While I’m not behind a whole year on my current writing project, this question has been ricocheting around in my mind lately. I have writing deadlines stacked up for many months, for which I am truly grateful.

But I am sorely behind where I had hoped to be at this point. Some things happened which I could not have foreseen–like happens to everyone. That’s life. There’s probably a lesson there on building more “what if something happens?” time into my schedule.

Right now, I don’t really have the time to do some big analysis of how this happened. I just need to get dug out of this hole and back on schedule. But how?

Faster, More, Hurry!

Our tendency is to look at how behind we have gotten with our writing projections (including you ambitious writers who are doing NaNoWriMo this year) and determine to buckle down and write 10,000 words every day till we are caught up.
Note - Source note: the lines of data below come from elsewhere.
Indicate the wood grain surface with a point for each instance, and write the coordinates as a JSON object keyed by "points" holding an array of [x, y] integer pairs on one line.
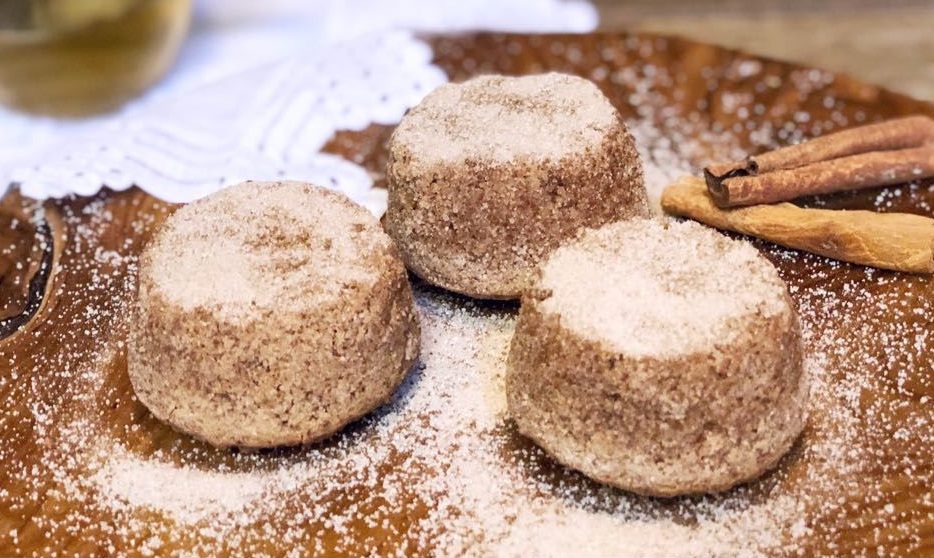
{"points": [[55, 264]]}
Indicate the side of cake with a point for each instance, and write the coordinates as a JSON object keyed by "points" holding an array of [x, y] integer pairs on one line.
{"points": [[270, 314], [659, 357], [487, 177]]}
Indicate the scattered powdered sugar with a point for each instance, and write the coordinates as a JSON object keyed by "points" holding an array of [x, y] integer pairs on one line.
{"points": [[440, 470]]}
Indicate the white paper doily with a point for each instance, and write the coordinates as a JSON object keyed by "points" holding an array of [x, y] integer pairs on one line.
{"points": [[258, 90]]}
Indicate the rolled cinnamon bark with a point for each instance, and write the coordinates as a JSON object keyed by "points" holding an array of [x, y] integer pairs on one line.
{"points": [[896, 241], [855, 172], [889, 152]]}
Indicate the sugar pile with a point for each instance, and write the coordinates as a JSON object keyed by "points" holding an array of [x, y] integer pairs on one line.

Then by Day 3 we feel rotten from no sleep or exercise, by Day 6 we are sick, and Day 7 we throw up our hands in despair and take necessary time off.

That has been my usual “catch up” method in the past. And it doesn’t work. It has never worked! And yet that is my inner urge, even as I write this. Stress, stress, stress!

Another Way

But this time I have decided to do it another way. And the minute I made the decision, I noticed my stomach settled down, I stopped hunching over the laptop, and I began breathing deeply again instead of hyperventilating. I will be climbing out of this hole differently.

What will I do? Use my writing GPS system and “recalculate.” Pretend that today is my starting point and I am right on schedule today, then figure out how much I need to do daily to make my deadline. I am relieved to see that it’s not 10,000 words either. It’s not nearly as bad as I was figuring, in fact. That’s often the way it is.

One Day at a Time

The quote at the top of the page shows how we all get behind in our writing projects: one day at a time. But the answer to the problem is also in that quote. We climb out of the hole one day at a time.

And if I concentrate just on the amount I need to do today–and each day after this–then I’ll make the deadline. And I should stay healthy as well. Then I can go out and celebrate when I turn in the book!